For some students the answer to either 1 or 2 comes easily. They know exactly what they want to do or where they want to live. For others though, it’s a tough question, even in the hypothetical. I think one of the main contributors is not really knowing the options or not feeling confident in the criteria for deciding what you want to do and/or where you want to do it. Not surprising, when it seems like so many people find little pleasure or satisfaction in their jobs.
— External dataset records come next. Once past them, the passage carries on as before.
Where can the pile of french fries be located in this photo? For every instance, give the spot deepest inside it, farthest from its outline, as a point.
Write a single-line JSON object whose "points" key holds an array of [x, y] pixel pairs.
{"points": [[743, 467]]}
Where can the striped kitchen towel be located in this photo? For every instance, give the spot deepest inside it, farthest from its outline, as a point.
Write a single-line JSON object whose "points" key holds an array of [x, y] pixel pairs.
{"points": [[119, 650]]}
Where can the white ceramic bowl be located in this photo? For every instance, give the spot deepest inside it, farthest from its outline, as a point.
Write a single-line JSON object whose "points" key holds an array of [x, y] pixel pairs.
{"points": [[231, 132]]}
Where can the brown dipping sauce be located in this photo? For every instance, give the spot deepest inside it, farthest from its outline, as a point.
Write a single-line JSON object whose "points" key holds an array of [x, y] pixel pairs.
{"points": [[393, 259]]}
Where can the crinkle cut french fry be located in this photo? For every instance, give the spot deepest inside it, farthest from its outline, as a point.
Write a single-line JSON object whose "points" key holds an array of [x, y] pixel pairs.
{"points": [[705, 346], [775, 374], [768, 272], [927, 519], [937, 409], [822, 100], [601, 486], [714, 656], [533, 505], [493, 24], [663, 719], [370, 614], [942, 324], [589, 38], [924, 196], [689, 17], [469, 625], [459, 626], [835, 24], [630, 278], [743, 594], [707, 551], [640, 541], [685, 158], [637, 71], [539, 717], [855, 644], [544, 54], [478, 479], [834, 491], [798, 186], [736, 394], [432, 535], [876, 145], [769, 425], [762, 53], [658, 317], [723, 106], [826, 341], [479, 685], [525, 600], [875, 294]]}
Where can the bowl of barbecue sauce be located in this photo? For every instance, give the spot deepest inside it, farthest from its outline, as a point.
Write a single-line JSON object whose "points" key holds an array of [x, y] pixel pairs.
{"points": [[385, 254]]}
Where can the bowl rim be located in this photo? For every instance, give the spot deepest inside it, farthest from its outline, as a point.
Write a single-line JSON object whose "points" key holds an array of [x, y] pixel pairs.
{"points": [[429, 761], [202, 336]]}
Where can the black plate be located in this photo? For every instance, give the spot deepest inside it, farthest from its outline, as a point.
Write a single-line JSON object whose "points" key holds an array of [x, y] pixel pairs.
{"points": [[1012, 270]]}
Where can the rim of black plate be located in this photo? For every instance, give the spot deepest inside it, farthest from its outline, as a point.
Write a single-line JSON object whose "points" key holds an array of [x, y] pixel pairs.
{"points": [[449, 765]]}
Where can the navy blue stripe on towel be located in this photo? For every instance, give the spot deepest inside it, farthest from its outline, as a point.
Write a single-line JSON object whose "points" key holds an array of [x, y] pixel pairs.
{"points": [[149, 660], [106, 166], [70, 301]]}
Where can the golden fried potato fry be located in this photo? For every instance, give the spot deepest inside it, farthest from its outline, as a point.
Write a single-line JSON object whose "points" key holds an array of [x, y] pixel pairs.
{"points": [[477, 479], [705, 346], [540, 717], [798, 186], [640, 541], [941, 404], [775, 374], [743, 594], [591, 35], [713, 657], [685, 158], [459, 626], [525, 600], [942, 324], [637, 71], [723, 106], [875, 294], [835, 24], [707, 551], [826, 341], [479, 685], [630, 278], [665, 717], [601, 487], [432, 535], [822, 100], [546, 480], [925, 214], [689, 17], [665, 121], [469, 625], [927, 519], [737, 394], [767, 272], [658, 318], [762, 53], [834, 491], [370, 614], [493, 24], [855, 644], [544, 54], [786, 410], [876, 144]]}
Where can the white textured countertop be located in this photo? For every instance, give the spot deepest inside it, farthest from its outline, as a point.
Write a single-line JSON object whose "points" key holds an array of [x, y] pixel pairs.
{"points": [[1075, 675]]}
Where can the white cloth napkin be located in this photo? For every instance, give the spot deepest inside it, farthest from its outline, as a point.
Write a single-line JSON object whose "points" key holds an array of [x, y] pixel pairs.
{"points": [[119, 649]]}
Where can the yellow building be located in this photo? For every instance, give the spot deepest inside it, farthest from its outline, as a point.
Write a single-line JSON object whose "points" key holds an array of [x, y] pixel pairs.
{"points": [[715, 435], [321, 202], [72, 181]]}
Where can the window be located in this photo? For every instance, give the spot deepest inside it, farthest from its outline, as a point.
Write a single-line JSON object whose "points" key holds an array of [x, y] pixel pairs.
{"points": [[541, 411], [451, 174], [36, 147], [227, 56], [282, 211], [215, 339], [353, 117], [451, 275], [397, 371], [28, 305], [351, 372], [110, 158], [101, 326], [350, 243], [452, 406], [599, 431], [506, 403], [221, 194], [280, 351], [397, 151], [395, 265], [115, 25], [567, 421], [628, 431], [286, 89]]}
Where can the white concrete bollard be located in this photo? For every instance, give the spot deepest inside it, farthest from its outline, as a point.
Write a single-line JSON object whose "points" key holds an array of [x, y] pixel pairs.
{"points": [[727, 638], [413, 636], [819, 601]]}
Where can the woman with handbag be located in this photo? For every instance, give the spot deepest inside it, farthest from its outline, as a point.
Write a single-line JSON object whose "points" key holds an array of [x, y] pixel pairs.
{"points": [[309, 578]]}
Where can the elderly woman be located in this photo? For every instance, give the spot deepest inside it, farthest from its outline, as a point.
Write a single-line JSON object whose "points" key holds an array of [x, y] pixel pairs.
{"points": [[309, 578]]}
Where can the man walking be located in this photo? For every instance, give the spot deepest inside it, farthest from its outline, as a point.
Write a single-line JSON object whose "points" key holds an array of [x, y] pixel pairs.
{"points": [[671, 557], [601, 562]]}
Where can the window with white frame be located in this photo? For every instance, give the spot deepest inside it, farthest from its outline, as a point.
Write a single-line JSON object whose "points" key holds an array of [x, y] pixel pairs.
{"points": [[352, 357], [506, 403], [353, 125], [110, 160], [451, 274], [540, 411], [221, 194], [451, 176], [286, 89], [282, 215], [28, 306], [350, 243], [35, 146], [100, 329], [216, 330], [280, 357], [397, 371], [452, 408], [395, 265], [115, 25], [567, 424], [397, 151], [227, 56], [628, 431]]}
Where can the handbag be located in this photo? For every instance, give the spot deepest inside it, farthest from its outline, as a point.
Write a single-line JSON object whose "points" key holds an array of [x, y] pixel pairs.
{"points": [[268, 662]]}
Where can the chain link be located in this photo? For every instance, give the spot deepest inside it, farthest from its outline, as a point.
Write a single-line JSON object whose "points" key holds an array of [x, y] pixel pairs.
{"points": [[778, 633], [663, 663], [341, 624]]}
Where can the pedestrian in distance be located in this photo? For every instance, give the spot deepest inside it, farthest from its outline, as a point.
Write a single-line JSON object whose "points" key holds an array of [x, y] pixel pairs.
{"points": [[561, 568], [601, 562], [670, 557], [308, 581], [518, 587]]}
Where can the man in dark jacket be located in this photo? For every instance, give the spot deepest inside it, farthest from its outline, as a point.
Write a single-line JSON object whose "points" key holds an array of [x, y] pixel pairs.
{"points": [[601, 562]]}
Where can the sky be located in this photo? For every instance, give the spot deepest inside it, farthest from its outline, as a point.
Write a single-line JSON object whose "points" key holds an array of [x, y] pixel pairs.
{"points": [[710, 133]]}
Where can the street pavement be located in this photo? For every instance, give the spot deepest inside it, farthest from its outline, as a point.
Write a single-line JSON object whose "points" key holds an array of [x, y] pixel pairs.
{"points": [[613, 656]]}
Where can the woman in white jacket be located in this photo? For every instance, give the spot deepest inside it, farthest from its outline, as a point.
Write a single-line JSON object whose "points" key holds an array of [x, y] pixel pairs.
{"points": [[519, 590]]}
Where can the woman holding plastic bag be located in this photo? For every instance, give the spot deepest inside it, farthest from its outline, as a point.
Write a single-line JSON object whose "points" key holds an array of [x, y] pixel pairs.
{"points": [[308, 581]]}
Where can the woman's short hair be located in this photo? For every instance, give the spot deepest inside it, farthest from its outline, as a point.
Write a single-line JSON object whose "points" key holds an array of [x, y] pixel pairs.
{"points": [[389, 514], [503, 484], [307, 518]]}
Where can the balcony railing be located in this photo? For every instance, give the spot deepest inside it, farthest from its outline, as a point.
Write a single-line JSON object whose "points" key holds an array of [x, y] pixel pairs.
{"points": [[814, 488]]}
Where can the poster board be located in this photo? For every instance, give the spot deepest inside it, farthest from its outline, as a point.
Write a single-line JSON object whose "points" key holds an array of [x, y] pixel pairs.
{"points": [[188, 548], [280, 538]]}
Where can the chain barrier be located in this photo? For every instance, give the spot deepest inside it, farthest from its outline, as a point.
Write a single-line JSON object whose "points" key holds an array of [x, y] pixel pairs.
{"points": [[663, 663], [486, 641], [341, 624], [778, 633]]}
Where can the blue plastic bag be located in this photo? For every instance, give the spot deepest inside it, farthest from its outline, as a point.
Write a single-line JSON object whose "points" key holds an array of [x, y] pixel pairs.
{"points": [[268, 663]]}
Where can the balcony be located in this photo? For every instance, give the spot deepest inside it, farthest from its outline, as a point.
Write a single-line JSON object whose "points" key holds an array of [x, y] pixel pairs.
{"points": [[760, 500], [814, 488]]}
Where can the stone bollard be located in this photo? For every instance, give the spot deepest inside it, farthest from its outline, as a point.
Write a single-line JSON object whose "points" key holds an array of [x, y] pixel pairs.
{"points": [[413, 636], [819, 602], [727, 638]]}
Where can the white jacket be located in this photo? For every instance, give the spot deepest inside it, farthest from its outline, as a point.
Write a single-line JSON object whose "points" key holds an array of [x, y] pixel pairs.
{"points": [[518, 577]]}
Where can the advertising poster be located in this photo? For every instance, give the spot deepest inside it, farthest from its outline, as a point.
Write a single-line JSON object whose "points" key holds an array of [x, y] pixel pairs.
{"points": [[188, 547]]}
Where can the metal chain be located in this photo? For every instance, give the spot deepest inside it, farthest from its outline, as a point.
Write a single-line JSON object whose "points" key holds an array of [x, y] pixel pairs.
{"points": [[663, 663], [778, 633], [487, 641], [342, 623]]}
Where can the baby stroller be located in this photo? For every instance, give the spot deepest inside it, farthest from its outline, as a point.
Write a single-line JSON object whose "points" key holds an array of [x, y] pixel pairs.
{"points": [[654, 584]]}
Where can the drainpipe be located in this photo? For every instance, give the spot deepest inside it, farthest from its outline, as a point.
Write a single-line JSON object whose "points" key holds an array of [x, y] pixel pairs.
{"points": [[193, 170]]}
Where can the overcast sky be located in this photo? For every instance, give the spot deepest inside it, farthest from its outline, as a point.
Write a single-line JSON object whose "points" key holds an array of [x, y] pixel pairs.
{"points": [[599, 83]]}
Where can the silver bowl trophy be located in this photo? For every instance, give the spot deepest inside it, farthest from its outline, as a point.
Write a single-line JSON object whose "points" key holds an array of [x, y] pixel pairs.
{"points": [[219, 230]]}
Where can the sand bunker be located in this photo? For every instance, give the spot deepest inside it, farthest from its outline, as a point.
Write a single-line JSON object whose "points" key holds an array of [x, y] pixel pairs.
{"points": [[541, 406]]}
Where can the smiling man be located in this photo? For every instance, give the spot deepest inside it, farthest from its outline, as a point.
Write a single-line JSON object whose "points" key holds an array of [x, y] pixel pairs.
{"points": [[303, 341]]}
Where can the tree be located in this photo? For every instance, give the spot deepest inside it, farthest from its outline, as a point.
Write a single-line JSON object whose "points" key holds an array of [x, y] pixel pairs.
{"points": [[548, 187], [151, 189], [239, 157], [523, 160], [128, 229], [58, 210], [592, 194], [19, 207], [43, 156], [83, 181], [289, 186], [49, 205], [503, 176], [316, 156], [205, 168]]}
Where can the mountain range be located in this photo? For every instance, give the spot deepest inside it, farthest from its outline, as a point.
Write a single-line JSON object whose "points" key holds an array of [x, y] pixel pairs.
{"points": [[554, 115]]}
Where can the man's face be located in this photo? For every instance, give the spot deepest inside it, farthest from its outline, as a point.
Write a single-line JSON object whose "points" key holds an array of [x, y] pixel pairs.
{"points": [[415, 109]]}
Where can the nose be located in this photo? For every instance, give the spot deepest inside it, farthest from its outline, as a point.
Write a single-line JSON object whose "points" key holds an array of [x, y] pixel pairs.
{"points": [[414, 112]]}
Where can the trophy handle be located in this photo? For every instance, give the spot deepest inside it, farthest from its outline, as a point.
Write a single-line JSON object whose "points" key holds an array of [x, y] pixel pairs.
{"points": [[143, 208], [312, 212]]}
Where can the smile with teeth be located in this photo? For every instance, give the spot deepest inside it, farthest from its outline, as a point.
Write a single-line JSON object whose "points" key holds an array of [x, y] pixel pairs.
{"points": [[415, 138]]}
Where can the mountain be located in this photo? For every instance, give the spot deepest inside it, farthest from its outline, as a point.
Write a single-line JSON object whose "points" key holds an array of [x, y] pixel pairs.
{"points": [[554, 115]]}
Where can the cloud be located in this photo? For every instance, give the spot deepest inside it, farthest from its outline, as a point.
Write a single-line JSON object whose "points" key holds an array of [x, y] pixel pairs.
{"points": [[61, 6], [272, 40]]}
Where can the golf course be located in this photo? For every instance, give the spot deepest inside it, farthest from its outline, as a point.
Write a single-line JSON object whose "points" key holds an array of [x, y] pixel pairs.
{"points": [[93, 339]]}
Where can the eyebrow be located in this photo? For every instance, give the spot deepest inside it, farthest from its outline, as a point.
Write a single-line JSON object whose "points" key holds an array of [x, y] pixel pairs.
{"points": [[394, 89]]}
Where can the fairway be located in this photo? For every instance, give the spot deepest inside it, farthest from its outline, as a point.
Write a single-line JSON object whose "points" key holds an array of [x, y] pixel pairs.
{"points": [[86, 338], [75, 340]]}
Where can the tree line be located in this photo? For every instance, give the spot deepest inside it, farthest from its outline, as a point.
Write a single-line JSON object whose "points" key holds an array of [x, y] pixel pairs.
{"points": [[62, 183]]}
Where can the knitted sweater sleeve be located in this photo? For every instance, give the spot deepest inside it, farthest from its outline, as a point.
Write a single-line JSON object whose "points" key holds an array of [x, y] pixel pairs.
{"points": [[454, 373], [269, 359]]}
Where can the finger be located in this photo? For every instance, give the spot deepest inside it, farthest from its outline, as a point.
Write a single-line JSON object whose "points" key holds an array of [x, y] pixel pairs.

As I was walking the dog this morning, it occurred to me that there is another question that is equally, if not more important than what do you want to be when you grow up? It’s a lot harder too. The question is Why do you want to be when you grow up? What is the real purpose of you being here? Regardless of title, position or status gained, as you are standing at the end of your career, or life, what do you want to be able to point to and say, that’s why it was worth investing my life where I did. What a loss when you spend a career “climbing the ladder, just to find out you’ve leaned it against the wrong building”.

Not speaking of profession, but in general, Why do you want to be? What is the reason you want to be ______? What drives you? What motivates you? What brings satisfaction and reward? What moves you to action? What makes your heart ache? What makes it leap for joy? For what purpose are you?

To the degree you can line up the why’s with the what’s and the where’s, the happier you will be in your career, regardless what that career is.

If you were to start to make a list of the why’s you want to be, what would be on it?
(Not a rhetorical question, I’m actually making a list : )

What resources have you found helpful when making career/life decisions?

 Douglas Benton
Thanks Doug for a terrific blog. Absolutely, the questions not limited to photographers.